Isabel San Sebastián-ABC

  • La Conferencia Episcopal ha brindado un respaldo impagable a Sánchez y a los golpistas indultados sin pedir perdón

El que fuera obispo de San Sebastián durante los ‘años de plomo’, José María Setién, habría suscrito con deleite las palabras del portavoz de la Conferencia Episcopal Española, Luis Argüello, bendiciendo (nunca mejor dicho) los indultos del Gobierno a los golpistas condenados. Durante la oleada de atentados contra los concejales del PP, Setién no tuvo empacho en espetar a María San Gil que «un padre no tiene por qué querer igual a todos sus hijos», en referencia a su clara preferencia por los independentistas, incluidos los encapuchados. Del mismo modo, en su comparecencia del jueves ante los medios, Argüello decidió reflejar únicamente el sentir de los prelados catalanes y sus aliados, privando de facto de representación a los defensores de

la Carta Magna, que los hay, aunque no hagan tanto ruido como los entregados al ‘prusés’. Entre los leales a España, únicamente el franciscano Jesús Sanz Montes, arzobispo de Oviedo, tuvo el coraje de dejar clara su postura en un artículo publicado en estas páginas de ABC, donde ponía de manifiesto que la unidad nacional es un bien moral que debe ser protegido. Los demás han preferido callar y asumir que «la Constitución no es un dogma» o que lo sucedido en Cataluña en octubre de 2017 es un «conflicto» que ha de ser «resuelto mediante el diálogo». En otras palabras, han brindado un respaldo impagable al presidente Sánchez y a los delincuentes perdonados sin haber mostrado arrepentimiento alguno, a costa de dejar a los pies de los caballos a la Justicia, empezando por el Tribunal Supremo, los Cuerpos y Fuerzas de Seguridad que se jugaron la vida para proteger la Ley y el orden, y los ciudadanos constitucionalistas que defienden con valentía y a un precio altísimo el Estado de derecho allá donde el poder autonómico lo quebranta sistemáticamente. O sea, a los más débiles y vulnerables. Exactamente lo mismo que sucedió durante años en el País Vasco, donde la Iglesia, con alguna honrosa excepción, mostraba una comprensión infinita hacia los terroristas, proporcional a su frialdad con las víctimas, que siguen esperando en vano un consuelo comparable a la calurosa acogida que encuentran en muchas parroquias sus verdugos liberados. No es casual que el asesino Josu Ternera resida actualmente en un convento de la Congregación del Espíritu Santo, próxima a París, o que la intermediaria habitual entre ETA y los sucesivos ejecutivos haya sido la comunidad de San Egidio.

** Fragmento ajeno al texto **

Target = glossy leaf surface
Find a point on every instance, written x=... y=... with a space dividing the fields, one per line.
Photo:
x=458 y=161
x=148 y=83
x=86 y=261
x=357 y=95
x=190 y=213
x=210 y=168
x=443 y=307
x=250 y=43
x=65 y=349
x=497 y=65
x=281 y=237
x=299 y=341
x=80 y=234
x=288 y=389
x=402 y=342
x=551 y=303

La Conferencia Episcopal Española se ha alineado sin fisuras con la Tarraconense y con La Moncloa, para satisfacción de quien tiene en sus manos el futuro de la educación concertada y la negociación del IBI. Sánchez ha encontrado en nuestros mitrados un altavoz inmejorable para ensalzar su cacreada «concordia», que no es más que claudicación ante los sediciosos. La historia se repite y me trae a la memoria la pregunta que le formuló en su día Gregorio Ordóñez, periodista, al obispo de su ciudad: «Monseñor, ¿usted cree en Dios?».